(Denver Post, March 27) A useful new verb was coined the other day when Republicans joined Democrats to propose higher pension contributions by public employees and a union boss called it a “blatant attempt to Wisconsinize the Colorado budget process.” What a great idea, thought many a tired and worried taxpayer. Wisconsinize away, legislators – what took you so long?Statewide unemployment is record-awful, and metro Denver unemployment worse still. Why shouldn’t these job-secure teachers and state workers kick in a little more toward their comfy (but now shaky) retirement plans? As recession maintains its grip despite cheery official statistics, the dirty secret is out: Government employees at all levels across the land are better compensated than you and me in the private sector.
So, yes, by all means. Colorado should not only Wisconsinize downward its public pay and benefit packages, along with the union bargaining leverage that drives them. It should also New Jersey-ize transportation, Florida-ize health care, Utah-ize the schools, and Texas-ize the tax system. Other states are making hard choices for fiscal survival and economic revival – and doing it on the spending side, not with revenue grabs. We can too.
“Colorado cannot expect to grow its way out of its budget problems,” warned Charlie Brown, veteran of decades on the legislative staff and now head of DU’s fiscal think tank, in a much-noticed report last month. Our state has a revenue problem as well as a spending problem, agrees Henry Sobanet, budget director for Gov. John Hickenlooper. But do we really? It depends on your assumptions.

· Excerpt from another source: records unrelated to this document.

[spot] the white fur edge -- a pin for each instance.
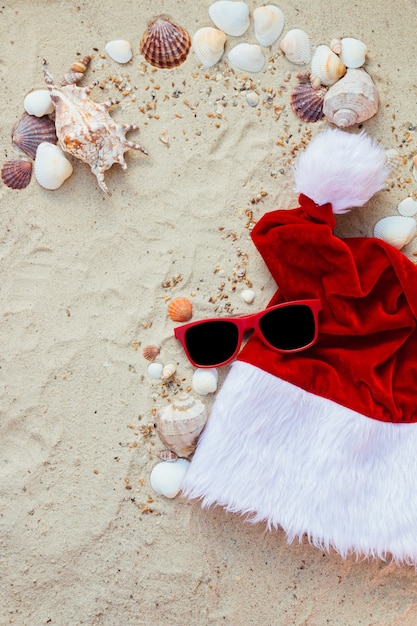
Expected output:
(276, 453)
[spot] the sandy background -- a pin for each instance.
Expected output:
(84, 285)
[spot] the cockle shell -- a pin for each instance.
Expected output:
(326, 66)
(165, 44)
(396, 230)
(208, 45)
(352, 100)
(268, 24)
(296, 46)
(231, 16)
(247, 57)
(180, 424)
(86, 130)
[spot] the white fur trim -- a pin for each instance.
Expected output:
(279, 454)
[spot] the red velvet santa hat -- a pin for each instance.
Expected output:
(323, 442)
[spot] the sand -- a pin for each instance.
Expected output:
(85, 282)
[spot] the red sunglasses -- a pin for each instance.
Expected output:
(286, 327)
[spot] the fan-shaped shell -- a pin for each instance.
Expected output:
(352, 100)
(296, 46)
(247, 57)
(208, 45)
(232, 17)
(396, 230)
(268, 24)
(17, 173)
(180, 423)
(165, 44)
(327, 66)
(30, 131)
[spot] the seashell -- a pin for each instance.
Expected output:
(164, 43)
(180, 310)
(353, 52)
(17, 173)
(247, 57)
(38, 103)
(52, 167)
(231, 17)
(204, 381)
(180, 424)
(208, 45)
(327, 66)
(30, 131)
(119, 50)
(352, 100)
(296, 46)
(268, 24)
(166, 478)
(396, 230)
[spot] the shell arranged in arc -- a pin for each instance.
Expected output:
(30, 131)
(165, 44)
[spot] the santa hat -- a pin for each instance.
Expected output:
(323, 442)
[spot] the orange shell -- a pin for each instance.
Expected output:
(165, 44)
(180, 310)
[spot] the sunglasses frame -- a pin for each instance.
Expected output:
(250, 322)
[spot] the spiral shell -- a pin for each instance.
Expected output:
(165, 44)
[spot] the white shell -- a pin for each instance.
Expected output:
(119, 50)
(208, 45)
(268, 24)
(247, 57)
(396, 230)
(296, 46)
(38, 102)
(230, 16)
(205, 381)
(51, 168)
(166, 477)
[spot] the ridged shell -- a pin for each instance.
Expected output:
(296, 46)
(165, 44)
(327, 66)
(268, 24)
(17, 173)
(232, 17)
(352, 100)
(247, 57)
(396, 230)
(180, 423)
(30, 131)
(208, 45)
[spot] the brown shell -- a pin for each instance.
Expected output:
(165, 44)
(17, 173)
(180, 310)
(30, 131)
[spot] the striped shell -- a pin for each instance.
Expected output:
(165, 44)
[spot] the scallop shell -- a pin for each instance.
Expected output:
(396, 230)
(17, 173)
(327, 66)
(30, 131)
(352, 100)
(52, 167)
(247, 57)
(165, 44)
(268, 24)
(232, 17)
(180, 423)
(296, 46)
(208, 45)
(180, 310)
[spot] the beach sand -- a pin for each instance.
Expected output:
(85, 283)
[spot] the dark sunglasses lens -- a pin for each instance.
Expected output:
(212, 343)
(290, 327)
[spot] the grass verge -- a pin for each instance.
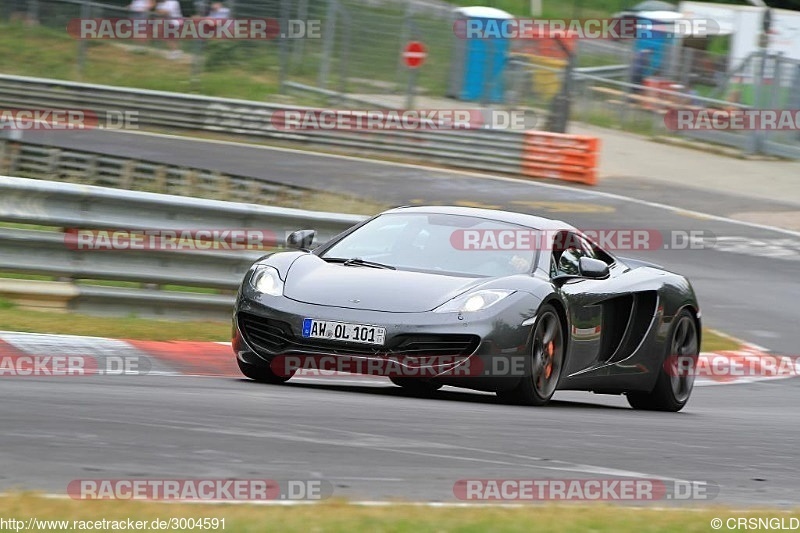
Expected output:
(15, 319)
(337, 516)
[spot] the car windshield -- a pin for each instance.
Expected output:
(453, 244)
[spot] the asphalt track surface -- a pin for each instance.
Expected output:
(377, 442)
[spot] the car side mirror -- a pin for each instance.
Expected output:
(593, 268)
(301, 239)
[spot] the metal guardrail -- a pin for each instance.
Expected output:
(65, 205)
(91, 168)
(492, 150)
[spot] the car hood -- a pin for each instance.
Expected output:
(312, 280)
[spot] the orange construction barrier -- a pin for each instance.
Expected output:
(560, 156)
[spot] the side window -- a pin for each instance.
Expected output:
(568, 248)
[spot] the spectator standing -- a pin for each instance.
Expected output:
(171, 10)
(219, 11)
(140, 9)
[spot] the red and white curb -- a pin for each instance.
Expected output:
(215, 359)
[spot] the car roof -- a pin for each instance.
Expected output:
(522, 219)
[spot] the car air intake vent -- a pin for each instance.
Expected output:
(265, 334)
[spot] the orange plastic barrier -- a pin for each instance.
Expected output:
(560, 156)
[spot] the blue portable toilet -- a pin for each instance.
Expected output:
(478, 65)
(656, 36)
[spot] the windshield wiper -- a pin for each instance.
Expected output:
(357, 261)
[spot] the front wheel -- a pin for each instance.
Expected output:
(676, 378)
(261, 373)
(543, 367)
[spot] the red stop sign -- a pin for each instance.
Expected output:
(414, 54)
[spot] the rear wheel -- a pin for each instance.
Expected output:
(419, 386)
(261, 373)
(676, 378)
(543, 368)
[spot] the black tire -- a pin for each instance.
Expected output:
(543, 367)
(674, 388)
(262, 373)
(416, 385)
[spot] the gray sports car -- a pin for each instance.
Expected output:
(488, 300)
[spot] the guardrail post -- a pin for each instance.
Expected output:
(4, 163)
(160, 179)
(189, 182)
(90, 171)
(224, 190)
(126, 174)
(53, 159)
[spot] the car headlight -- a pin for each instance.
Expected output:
(265, 279)
(473, 301)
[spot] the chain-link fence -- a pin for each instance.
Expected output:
(357, 58)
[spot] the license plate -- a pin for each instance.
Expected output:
(343, 331)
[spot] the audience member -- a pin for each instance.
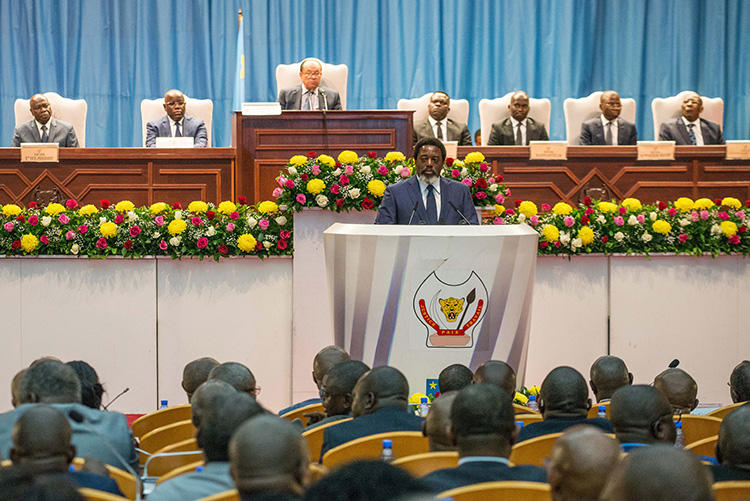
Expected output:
(380, 404)
(483, 429)
(733, 447)
(580, 462)
(454, 377)
(219, 421)
(498, 373)
(641, 415)
(608, 373)
(96, 433)
(658, 473)
(563, 401)
(679, 388)
(269, 460)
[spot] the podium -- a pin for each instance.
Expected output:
(420, 298)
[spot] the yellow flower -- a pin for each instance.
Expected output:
(315, 186)
(108, 229)
(586, 234)
(474, 157)
(176, 227)
(246, 242)
(29, 242)
(158, 207)
(731, 202)
(395, 156)
(527, 208)
(562, 209)
(227, 207)
(124, 206)
(632, 204)
(11, 210)
(327, 161)
(550, 233)
(728, 228)
(661, 226)
(267, 207)
(348, 157)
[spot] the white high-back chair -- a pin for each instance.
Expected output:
(335, 76)
(578, 110)
(151, 109)
(496, 110)
(459, 111)
(68, 110)
(664, 109)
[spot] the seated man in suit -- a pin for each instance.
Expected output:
(483, 428)
(427, 197)
(563, 402)
(175, 123)
(438, 125)
(44, 128)
(381, 404)
(310, 95)
(690, 128)
(518, 129)
(608, 128)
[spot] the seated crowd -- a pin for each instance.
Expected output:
(628, 455)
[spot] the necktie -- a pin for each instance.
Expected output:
(431, 205)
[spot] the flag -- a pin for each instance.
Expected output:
(239, 74)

Former state Rep. Penn Pfiffner starts his fiscal slide show with a chart showing that total state spending from taxes, fees, and federal funds has never decreased in modern times. Never. Pfiffner is now with the Independence Institute, and he directed their Citizens Budget project, which published a “road map for sustainable government in Colorado” several weeks ago.
Working from a projected $1 billion gap between the trend lines for revenue and spending, his citizen budgeteers identified specific, realistic savings in K-12 education, health care, corrections, higher education, transportation, and pensions that would more than balance the budget – and bend the spending curve down in future years, so the structural deficit identified in DU’s study wouldn’t persist.
The resulting 168-page book (of which I peer-reviewed a chapter) plows through grainy detail in department after department until your eyes ache. No rosy generalities or unspecified “waste, fraud, and abuse” cuts for this corps of academicians and experts. No throwing grandma out in the snow, either. Their roadmap could actually get us home, provided we’re grown up enough to follow it.
“To assume,” says a bad pun and good proverb, “can make an ass of U and me.” Pfiffner and company reject the assumed inevitability of Sobanet’s revenue deficiency and Brown’s grimly rising graphs for spending on schools, prisons, and Medicaid out to 2025. They assume instead that we control our own destiny, in the problem of over-government as in every other area of political life – and all history is on their side.
Liberals such as Sen. Rollie Heath are so sure revenue is the problem that they want to raise income taxes and sales taxes. Conservatives such as Jon Caldara, who funded the Pfiffner counter-budget, are so sure it’s not that they’re proposing a tax cut. Reduce income taxes in the face of a doomsday deficit? How Reaganistically visionary. How Wisconsinish.
But then, Texas has no income tax at all, and it’s booming. Utah schools outperform Colorado with much larger classes. Florida Gov. Rick Scott turned down big money from Obama for a health-insurance exchange (which some Republicans here seem to want). New Jersey Gov. Chris Christie nixed that expensive tunnel. Grownups can do this stuff. Now is the time.